Xi Jinping replacing Uyghurs ethnic culture in garb of 'cultural nourishment' program
Mar 12, 2022
Beijing [China], March 12 : Chinese government is using Uyghur-speaking government officials and other individuals to promote the idea of cultural nourishment as a way of forcing Uyghurs to give up their ethnic and cultural identities and promote Chinese culture.
This was reflected in the address delivered by the Chinese President Xi Jinping at the 2022 sessions of the National People's Congress (NPC), and its advisory body, the Chinese People's Political Consultative Conference (CPPCC) this week.

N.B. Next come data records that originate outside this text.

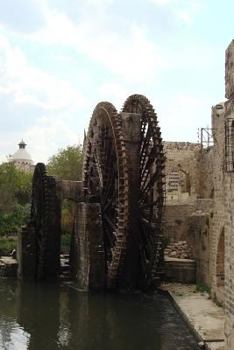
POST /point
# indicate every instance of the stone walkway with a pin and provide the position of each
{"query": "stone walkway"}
(202, 314)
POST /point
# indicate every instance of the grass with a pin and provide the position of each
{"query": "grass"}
(7, 244)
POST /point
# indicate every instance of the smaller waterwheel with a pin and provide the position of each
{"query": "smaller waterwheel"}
(45, 218)
(149, 191)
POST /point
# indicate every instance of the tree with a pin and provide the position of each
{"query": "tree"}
(15, 187)
(15, 194)
(67, 163)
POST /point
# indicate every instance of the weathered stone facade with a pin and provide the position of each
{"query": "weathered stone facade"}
(200, 202)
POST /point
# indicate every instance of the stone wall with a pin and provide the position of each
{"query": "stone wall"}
(187, 215)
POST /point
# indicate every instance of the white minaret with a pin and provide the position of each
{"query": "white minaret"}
(21, 158)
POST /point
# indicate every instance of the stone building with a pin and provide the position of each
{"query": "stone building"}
(200, 202)
(21, 158)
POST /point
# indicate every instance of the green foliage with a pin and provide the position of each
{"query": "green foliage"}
(11, 222)
(7, 245)
(201, 287)
(67, 163)
(15, 194)
(15, 187)
(65, 243)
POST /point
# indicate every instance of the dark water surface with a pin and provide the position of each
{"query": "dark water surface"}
(41, 317)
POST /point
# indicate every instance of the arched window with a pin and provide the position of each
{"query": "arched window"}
(220, 272)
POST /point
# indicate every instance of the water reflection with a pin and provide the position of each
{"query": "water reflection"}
(36, 317)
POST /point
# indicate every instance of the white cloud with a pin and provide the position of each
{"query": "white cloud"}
(30, 85)
(46, 134)
(182, 9)
(131, 56)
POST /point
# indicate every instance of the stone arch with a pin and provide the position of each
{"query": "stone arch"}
(220, 259)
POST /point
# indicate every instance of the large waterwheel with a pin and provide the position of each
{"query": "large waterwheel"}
(148, 188)
(105, 180)
(123, 171)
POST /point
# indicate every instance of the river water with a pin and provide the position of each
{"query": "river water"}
(51, 317)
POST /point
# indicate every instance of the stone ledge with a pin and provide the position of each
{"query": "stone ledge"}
(203, 316)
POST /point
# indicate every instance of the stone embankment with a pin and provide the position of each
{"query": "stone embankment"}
(204, 317)
(179, 250)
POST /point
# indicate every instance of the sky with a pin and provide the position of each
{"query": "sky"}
(59, 58)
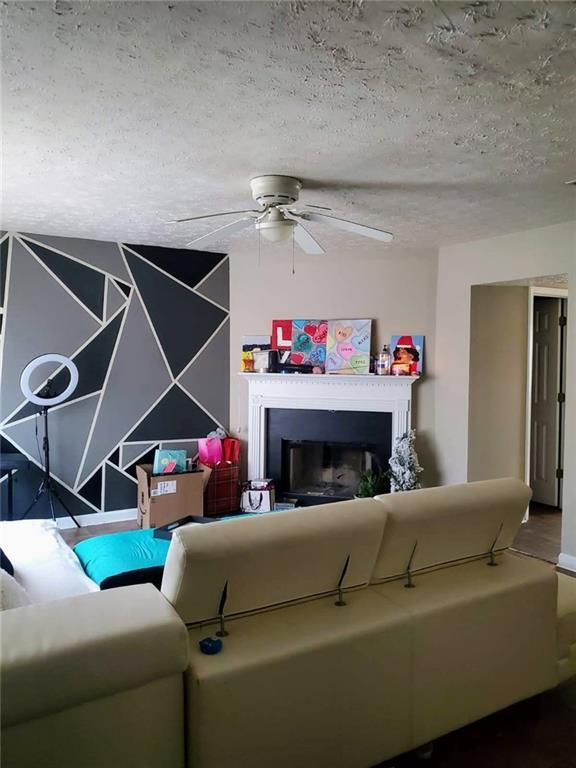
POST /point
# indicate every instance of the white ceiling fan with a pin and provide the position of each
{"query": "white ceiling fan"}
(277, 218)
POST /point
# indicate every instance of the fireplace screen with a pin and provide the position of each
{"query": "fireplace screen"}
(322, 469)
(317, 456)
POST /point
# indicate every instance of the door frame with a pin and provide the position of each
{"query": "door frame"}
(533, 291)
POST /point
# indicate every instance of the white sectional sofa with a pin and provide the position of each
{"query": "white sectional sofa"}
(117, 678)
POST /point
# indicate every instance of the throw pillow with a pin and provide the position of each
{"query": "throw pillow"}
(5, 563)
(12, 594)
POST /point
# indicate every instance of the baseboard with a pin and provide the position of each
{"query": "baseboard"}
(99, 518)
(567, 561)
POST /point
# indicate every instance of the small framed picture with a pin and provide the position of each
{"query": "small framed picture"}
(407, 355)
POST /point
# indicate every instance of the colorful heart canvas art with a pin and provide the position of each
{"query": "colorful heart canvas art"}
(309, 342)
(348, 346)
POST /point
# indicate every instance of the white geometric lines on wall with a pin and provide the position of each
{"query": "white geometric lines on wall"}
(69, 427)
(206, 379)
(114, 299)
(131, 453)
(189, 312)
(150, 323)
(216, 286)
(41, 317)
(137, 390)
(101, 255)
(92, 360)
(136, 378)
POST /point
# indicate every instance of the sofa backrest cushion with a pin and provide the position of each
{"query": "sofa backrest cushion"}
(271, 559)
(449, 524)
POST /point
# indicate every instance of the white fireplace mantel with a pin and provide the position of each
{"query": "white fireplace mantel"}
(382, 394)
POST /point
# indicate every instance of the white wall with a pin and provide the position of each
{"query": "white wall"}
(395, 288)
(544, 251)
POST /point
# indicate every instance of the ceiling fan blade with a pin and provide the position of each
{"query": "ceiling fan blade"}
(349, 226)
(306, 241)
(209, 216)
(226, 229)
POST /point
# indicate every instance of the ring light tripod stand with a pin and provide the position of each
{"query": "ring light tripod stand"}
(46, 398)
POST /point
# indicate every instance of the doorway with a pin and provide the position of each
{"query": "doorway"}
(546, 396)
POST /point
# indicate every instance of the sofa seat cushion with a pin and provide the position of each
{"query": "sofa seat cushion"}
(43, 563)
(12, 594)
(566, 615)
(121, 559)
(305, 685)
(64, 653)
(483, 638)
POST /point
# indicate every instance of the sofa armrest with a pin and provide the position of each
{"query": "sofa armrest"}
(63, 653)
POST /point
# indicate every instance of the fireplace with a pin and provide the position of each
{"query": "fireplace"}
(317, 456)
(342, 425)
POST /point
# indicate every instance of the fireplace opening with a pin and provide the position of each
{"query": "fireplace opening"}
(331, 470)
(317, 456)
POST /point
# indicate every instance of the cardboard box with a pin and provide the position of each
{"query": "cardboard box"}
(163, 499)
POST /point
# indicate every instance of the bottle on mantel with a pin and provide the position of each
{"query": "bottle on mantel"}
(384, 361)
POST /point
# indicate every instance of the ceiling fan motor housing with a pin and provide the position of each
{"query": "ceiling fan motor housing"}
(275, 190)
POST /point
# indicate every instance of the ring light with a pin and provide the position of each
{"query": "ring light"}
(36, 363)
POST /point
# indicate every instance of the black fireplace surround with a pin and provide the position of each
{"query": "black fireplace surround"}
(316, 456)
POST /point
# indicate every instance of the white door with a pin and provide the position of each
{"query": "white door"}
(545, 434)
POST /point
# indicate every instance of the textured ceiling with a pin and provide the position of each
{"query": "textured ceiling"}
(438, 121)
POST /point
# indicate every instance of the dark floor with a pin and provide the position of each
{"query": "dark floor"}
(537, 733)
(540, 536)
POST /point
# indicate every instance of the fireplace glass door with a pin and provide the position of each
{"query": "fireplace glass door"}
(316, 457)
(321, 469)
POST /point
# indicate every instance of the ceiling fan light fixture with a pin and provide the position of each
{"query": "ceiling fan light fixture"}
(275, 231)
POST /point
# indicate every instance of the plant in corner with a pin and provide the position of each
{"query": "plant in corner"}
(372, 483)
(404, 465)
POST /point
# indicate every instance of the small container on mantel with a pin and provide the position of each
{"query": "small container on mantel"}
(383, 361)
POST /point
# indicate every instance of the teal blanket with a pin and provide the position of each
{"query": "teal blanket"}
(120, 559)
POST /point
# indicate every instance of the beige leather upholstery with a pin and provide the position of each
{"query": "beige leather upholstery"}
(141, 727)
(271, 559)
(61, 654)
(566, 626)
(308, 685)
(482, 638)
(449, 524)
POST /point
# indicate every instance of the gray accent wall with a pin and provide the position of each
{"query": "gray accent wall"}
(137, 380)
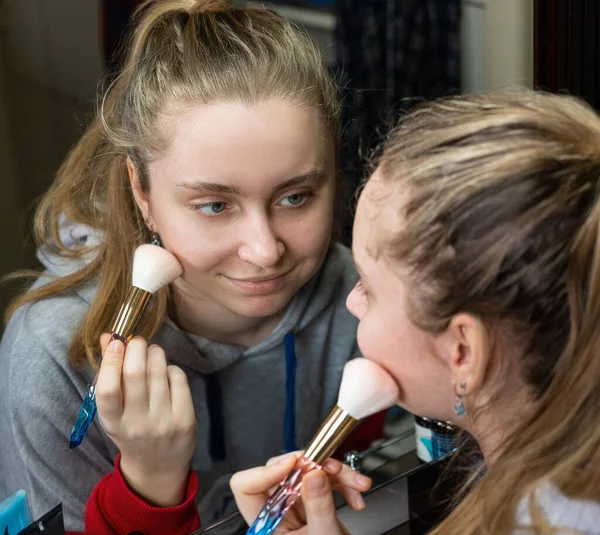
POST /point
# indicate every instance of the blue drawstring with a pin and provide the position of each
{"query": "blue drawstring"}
(214, 399)
(289, 417)
(215, 406)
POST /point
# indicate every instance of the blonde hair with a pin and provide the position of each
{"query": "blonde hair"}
(503, 222)
(181, 52)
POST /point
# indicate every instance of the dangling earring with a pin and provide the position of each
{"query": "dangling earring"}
(155, 238)
(459, 409)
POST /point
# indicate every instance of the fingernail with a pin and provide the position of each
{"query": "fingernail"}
(359, 503)
(316, 484)
(330, 464)
(115, 346)
(361, 480)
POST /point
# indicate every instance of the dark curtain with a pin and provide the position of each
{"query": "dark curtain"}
(390, 55)
(567, 48)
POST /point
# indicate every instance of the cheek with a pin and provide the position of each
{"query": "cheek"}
(307, 235)
(193, 243)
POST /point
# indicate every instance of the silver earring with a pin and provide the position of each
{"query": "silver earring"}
(459, 408)
(156, 240)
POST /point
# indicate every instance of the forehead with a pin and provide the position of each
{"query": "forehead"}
(231, 139)
(378, 217)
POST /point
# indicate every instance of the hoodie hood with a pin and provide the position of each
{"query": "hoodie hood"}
(196, 352)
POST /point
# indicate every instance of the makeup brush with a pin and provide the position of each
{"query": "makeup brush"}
(366, 388)
(153, 268)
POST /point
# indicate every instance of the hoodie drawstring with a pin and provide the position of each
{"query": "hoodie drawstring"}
(215, 405)
(289, 417)
(214, 399)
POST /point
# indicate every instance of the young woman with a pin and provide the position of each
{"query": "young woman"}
(219, 138)
(477, 240)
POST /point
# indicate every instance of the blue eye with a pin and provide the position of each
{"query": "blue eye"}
(296, 199)
(211, 208)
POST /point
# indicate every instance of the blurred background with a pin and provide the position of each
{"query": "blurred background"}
(387, 54)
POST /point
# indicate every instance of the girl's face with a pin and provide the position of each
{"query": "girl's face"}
(244, 198)
(386, 335)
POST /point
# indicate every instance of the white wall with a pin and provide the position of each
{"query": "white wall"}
(508, 43)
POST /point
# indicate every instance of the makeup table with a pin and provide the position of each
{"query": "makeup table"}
(404, 505)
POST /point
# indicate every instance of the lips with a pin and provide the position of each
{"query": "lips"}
(263, 285)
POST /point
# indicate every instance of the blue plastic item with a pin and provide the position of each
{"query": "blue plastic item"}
(14, 513)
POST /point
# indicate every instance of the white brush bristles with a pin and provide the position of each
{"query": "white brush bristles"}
(154, 267)
(366, 389)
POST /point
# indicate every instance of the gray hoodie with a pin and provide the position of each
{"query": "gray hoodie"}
(240, 394)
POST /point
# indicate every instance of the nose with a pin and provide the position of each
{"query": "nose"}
(260, 246)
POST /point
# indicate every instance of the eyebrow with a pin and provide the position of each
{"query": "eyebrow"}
(198, 185)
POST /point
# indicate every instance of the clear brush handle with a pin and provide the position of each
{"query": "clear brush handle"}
(87, 410)
(85, 416)
(282, 499)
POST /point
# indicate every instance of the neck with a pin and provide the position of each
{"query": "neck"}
(215, 322)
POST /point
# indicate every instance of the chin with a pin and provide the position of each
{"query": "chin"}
(262, 306)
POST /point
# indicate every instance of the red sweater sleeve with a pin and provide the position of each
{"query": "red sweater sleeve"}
(113, 509)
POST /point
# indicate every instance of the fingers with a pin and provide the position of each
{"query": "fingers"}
(318, 504)
(135, 390)
(104, 341)
(182, 405)
(109, 396)
(251, 487)
(158, 382)
(348, 482)
(279, 458)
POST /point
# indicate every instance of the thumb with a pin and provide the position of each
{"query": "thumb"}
(104, 341)
(317, 498)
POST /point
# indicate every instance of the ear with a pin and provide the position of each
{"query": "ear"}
(140, 197)
(468, 353)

Slogans from an address to parliament by Xi -- including "cultural nourishment" and the "consciousness of the whole of the Chinese nation" -- were immediately promoted by pro-government representatives from the Xinjiang Uyghur Autonomous Region (XUAR), drawing scorn from the Uyghur diaspora, reported the Radio Free Asia.
Dilnar Abdullah, an ethnic Uyghur dancer and a CPPCC representative is being used by the Chinese authorities to promote the "consciousness of the unity of the Chinese nation". She is also working to assimilate Chinese culture into school education in Xinjiang.
This is an old and familiar tactic used by the Chinese government to promote the adoption of Chinese culture in Xinjiang. Statements by Ilshat Hassan Kokbore, U.S.-based vice chairman of the Executive Committee of the World Uyghur Congress (WUC) tell the same story.
"The Chinese government uses them, so of course, they champion ethnic unity," he said. "What they're calling cultural nourishment here is assimilation by means of Chinese culture."
Some Uyghurs have become a puppet for the Chinese regime. They have become government mouthpieces. Kokbore called Dilnar and the other Chinese government appointees "puppets".
We can say she is a tool of theirs. If they tell her to do something, she does it. In this way, the Chinese government can say they're doing things that Uyghurs themselves want," he added.
For years, Chinese authorities have subjected Uyghurs and other Turkic minorities in Xinjiang to arbitrary arrests and detentions in internment camps, physical abuse, and restrictions on their religious practices and culture in what the United States and legislatures of several other Western countries say amounts to genocide and crimes against humanity.